Our new FedEx guy at work sounds like the fifth Beatle. “My goodness,” I said to him when we met, “your vowels certainly are long!”
“Loo-ah-ung?” he said.
Because he’s also a comely fellow of many tattoos, I have taken to sexually harrassing him in a way which is only possible with someone with an accent. “When I coomb he-ah, I want you wee-ay-uh-tin’ at the doo-ah-r for me with a cuppa tea anna scone,” he told me.

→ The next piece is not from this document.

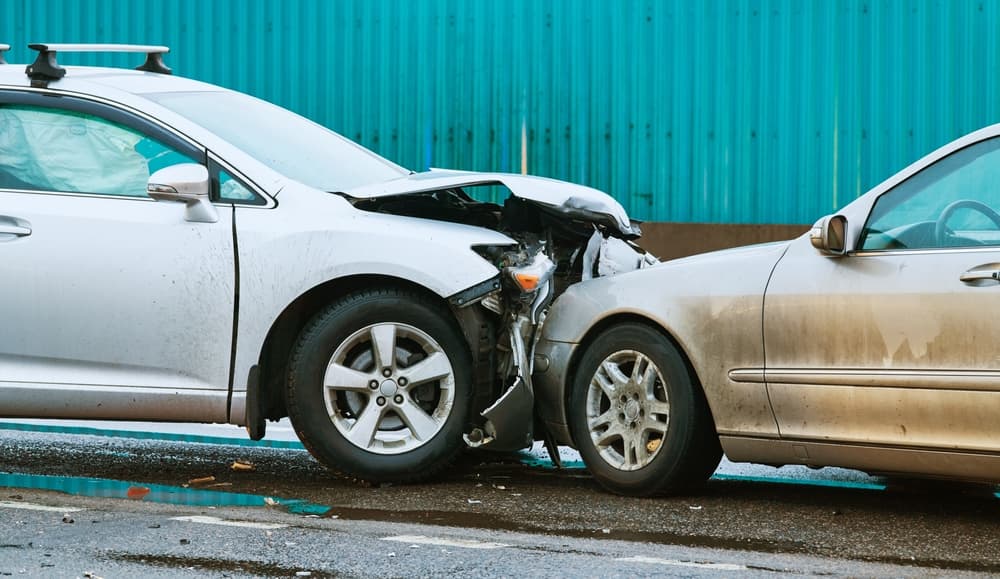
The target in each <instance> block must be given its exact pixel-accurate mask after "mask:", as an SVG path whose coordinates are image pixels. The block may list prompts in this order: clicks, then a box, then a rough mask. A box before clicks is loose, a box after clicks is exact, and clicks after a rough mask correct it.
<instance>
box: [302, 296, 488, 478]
mask: <svg viewBox="0 0 1000 579" xmlns="http://www.w3.org/2000/svg"><path fill="white" fill-rule="evenodd" d="M452 320H453V317H452V315H451V313H450V312H449V311H448V310H447V309H446V308H444V307H443V306H441V305H440V304H438V303H436V302H433V301H431V300H430V299H428V298H427V297H425V296H422V295H420V294H418V293H416V292H411V291H406V290H402V289H388V288H387V289H366V290H361V291H356V292H353V293H351V294H348V295H346V296H344V297H342V298H340V299H338V300H336V301H335V302H333V303H331V304H330V305H328V306H327V307H325V308H324V309H323V310H321V311H320V312H319V313H318V314H316V316H314V317H313V319H312V320H311V321H310V322H309V323H308V324H307V325H306V327H305V329H304V330H303V332H302V334H301V336H300V338H299V340H298V343H297V345H296V347H295V348H294V350H293V355H292V358H291V361H290V364H289V376H288V385H287V389H286V403H287V406H288V414H289V418H290V419H291V422H292V425H293V426H294V427H295V430H296V433H297V434H298V436H299V439H300V440H301V441H302V444H303V445H304V446H305V447H306V449H308V450H309V452H310V453H312V455H313V456H314V457H316V459H317V460H319V461H320V462H321V463H323V464H324V465H325V466H327V467H329V468H330V469H332V470H333V471H335V472H337V473H338V474H340V475H342V476H346V477H350V478H353V479H355V480H358V481H359V482H370V483H384V482H397V483H403V482H416V481H419V480H423V479H426V478H429V477H432V476H434V475H435V474H437V473H438V472H440V471H441V470H442V469H444V468H445V467H446V466H448V465H449V464H450V463H451V462H452V461H453V460H454V459H455V457H456V456H457V454H458V453H459V452H460V451H461V449H462V447H463V442H462V430H463V428H464V425H465V424H466V421H467V418H468V414H469V410H470V404H471V383H472V382H471V374H472V369H471V365H472V362H471V356H470V354H469V350H468V347H467V345H466V343H465V340H464V339H463V337H462V334H461V332H460V330H459V329H458V327H457V326H456V324H455V323H454V322H453V321H452Z"/></svg>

“Say scone again!” I shrieked like a harpy, transported with excitement. “And take off your shirt!”
Today we talked about how the U.S. is getting worse and worse, with the guns and the mee-ay-nee-acs. “I’d like t’find a smoo-ahll island t’roon off to,” he told me. I suggested England, but apparently that was not what he had in mind.
In other news, you’ll all be interested to hear that the Lad and I have been seriously talking about having a baby. I’ve really been wanting one for the past couple of hours, so we shot a few emails back and forth on the subject. This might have something to do with niece Allegra’s recent charming and drooly visit (she’s a gummer of other peoples’ knuckles, a ridiculously adorable habit which I hope she abandons before she enters the workforce). Or it might be because I’ve been playing Yoshi’s Island nonstop on SNES lately, and taking care of infant Mario is casting a little shadow onto my biological sundial. So far the Lad is holding firm against my lifelong desire for a child of my womb and he says we can’t get a turtle either so I don’t really know why I even stay in this relationship.
I asked the FedEx guy if he wanted to have a baby with me, and I’m pretty sure his answer, hiding behind a forest of vowels, was in the affirmative. So at least I’ve always got that to fall back on.